Force exerted on a body as it moves through air or gas

The aerodynamic force is the resultant vector from adding the lift vector, perpendicular to the flow direction, and the drag vector, parallel to the flow direction.

Forces on an aerofoil.

In fluid mechanics, an aerodynamic force is a force exerted on a body by the air (or other gas) in which the body is immersed, and is due to the relative motion between the body and the gas.

==Force==
There are two causes of aerodynamic force:

- the normal force due to the pressure on the surface of the body
- the shear force due to the viscosity of the gas, also known as skin friction.

Pressure acts normal to the surface, and shear force acts parallel to the surface. Both forces act locally. The net aerodynamic force on the body is equal to the pressure and shear forces integrated over the body's total exposed area.

When an airfoil moves relative to the air, it generates an aerodynamic force determined by the velocity of relative motion, and the angle of attack.
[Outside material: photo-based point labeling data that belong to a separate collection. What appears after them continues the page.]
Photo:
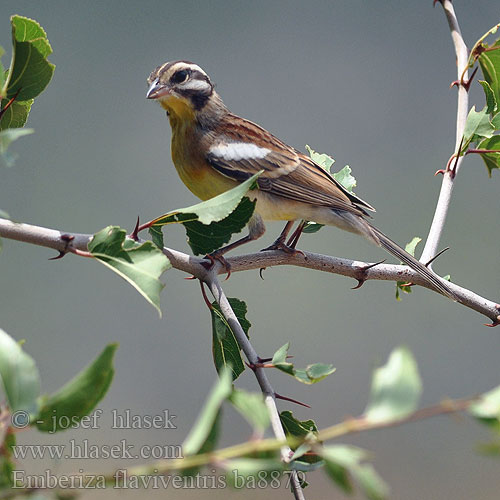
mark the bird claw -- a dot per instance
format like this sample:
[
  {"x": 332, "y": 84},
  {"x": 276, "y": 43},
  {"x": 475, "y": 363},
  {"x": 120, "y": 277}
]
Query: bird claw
[
  {"x": 362, "y": 273},
  {"x": 213, "y": 257}
]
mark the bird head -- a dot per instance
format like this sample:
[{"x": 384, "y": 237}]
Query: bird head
[{"x": 181, "y": 87}]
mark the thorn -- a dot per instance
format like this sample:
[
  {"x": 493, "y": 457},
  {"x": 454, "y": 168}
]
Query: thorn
[
  {"x": 294, "y": 239},
  {"x": 284, "y": 398},
  {"x": 212, "y": 257},
  {"x": 9, "y": 104},
  {"x": 493, "y": 323},
  {"x": 67, "y": 239},
  {"x": 135, "y": 233},
  {"x": 205, "y": 298},
  {"x": 436, "y": 256},
  {"x": 362, "y": 271}
]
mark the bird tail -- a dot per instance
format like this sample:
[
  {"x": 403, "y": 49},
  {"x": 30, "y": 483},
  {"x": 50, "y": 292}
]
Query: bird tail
[{"x": 387, "y": 244}]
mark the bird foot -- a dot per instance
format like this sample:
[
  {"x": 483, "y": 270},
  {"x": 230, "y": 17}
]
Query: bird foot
[
  {"x": 281, "y": 245},
  {"x": 217, "y": 257}
]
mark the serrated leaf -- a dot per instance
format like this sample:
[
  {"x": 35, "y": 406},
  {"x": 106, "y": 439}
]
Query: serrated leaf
[
  {"x": 156, "y": 236},
  {"x": 225, "y": 348},
  {"x": 246, "y": 472},
  {"x": 252, "y": 407},
  {"x": 16, "y": 115},
  {"x": 209, "y": 414},
  {"x": 30, "y": 71},
  {"x": 491, "y": 102},
  {"x": 19, "y": 375},
  {"x": 322, "y": 159},
  {"x": 477, "y": 126},
  {"x": 2, "y": 70},
  {"x": 491, "y": 160},
  {"x": 310, "y": 375},
  {"x": 490, "y": 66},
  {"x": 410, "y": 248},
  {"x": 312, "y": 227},
  {"x": 342, "y": 461},
  {"x": 345, "y": 178},
  {"x": 412, "y": 245},
  {"x": 211, "y": 223},
  {"x": 79, "y": 396},
  {"x": 6, "y": 138},
  {"x": 295, "y": 427},
  {"x": 139, "y": 264},
  {"x": 396, "y": 388}
]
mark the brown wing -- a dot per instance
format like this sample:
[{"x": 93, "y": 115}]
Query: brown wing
[{"x": 287, "y": 172}]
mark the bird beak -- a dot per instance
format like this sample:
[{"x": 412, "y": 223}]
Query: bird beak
[{"x": 157, "y": 90}]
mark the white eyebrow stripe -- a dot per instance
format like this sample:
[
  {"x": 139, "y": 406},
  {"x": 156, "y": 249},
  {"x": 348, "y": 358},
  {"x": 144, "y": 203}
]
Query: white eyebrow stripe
[
  {"x": 195, "y": 85},
  {"x": 235, "y": 151}
]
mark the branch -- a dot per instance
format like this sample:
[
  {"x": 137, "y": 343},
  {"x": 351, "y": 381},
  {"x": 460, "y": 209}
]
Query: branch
[
  {"x": 266, "y": 387},
  {"x": 443, "y": 204},
  {"x": 58, "y": 240}
]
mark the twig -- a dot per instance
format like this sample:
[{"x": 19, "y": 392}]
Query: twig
[
  {"x": 57, "y": 240},
  {"x": 443, "y": 204},
  {"x": 266, "y": 387}
]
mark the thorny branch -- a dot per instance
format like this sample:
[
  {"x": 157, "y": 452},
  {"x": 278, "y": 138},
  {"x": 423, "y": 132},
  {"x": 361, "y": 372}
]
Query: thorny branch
[{"x": 443, "y": 204}]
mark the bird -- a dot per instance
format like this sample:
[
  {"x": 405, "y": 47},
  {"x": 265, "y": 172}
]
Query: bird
[{"x": 214, "y": 150}]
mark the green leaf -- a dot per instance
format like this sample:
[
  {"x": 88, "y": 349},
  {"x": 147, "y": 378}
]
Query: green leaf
[
  {"x": 396, "y": 388},
  {"x": 343, "y": 462},
  {"x": 16, "y": 115},
  {"x": 139, "y": 264},
  {"x": 495, "y": 121},
  {"x": 79, "y": 396},
  {"x": 2, "y": 70},
  {"x": 294, "y": 427},
  {"x": 157, "y": 236},
  {"x": 312, "y": 227},
  {"x": 19, "y": 375},
  {"x": 491, "y": 102},
  {"x": 345, "y": 178},
  {"x": 6, "y": 138},
  {"x": 30, "y": 71},
  {"x": 206, "y": 419},
  {"x": 310, "y": 375},
  {"x": 225, "y": 347},
  {"x": 477, "y": 126},
  {"x": 7, "y": 465},
  {"x": 490, "y": 66},
  {"x": 252, "y": 407},
  {"x": 492, "y": 160},
  {"x": 410, "y": 248},
  {"x": 211, "y": 223},
  {"x": 301, "y": 429},
  {"x": 322, "y": 159},
  {"x": 487, "y": 408}
]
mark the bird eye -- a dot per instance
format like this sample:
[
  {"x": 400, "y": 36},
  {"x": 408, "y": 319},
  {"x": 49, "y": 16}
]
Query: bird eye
[{"x": 180, "y": 76}]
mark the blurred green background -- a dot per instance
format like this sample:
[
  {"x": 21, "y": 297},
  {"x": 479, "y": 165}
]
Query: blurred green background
[{"x": 367, "y": 82}]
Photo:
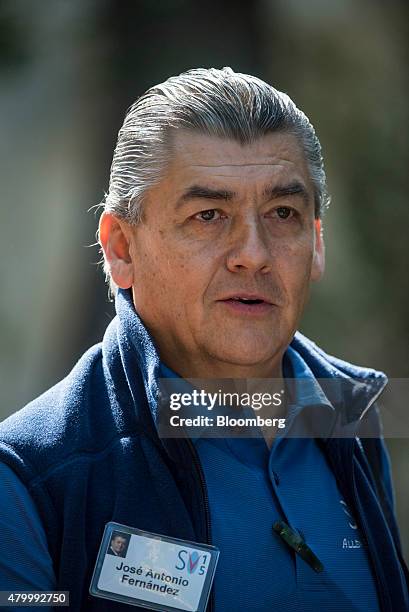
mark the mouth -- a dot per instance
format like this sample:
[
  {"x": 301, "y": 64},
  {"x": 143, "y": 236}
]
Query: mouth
[{"x": 248, "y": 304}]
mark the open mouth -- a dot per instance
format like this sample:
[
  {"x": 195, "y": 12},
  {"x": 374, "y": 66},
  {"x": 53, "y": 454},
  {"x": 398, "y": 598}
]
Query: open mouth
[
  {"x": 248, "y": 305},
  {"x": 247, "y": 301}
]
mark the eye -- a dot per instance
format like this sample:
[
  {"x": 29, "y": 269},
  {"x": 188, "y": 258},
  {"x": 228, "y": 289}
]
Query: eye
[
  {"x": 208, "y": 215},
  {"x": 284, "y": 212}
]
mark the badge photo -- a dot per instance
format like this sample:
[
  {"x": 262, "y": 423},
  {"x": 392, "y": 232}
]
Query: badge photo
[{"x": 153, "y": 571}]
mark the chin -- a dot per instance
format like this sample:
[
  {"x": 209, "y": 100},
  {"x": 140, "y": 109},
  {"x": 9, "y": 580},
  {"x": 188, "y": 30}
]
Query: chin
[{"x": 245, "y": 354}]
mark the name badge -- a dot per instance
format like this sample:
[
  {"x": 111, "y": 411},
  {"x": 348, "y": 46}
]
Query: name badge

This aerodynamic force is commonly resolved into two components, both acting through the center of pressure:

- drag is the force component parallel to the direction of relative motion,
- lift is the force component perpendicular to the direction of relative motion.

In addition to these two forces, the body may experience an aerodynamic moment.

The force created by propellers and jet engines is called thrust, and is a reaction force.

The other force acting on an aircraft is its weight, which is a body force and not an aerodynamic force.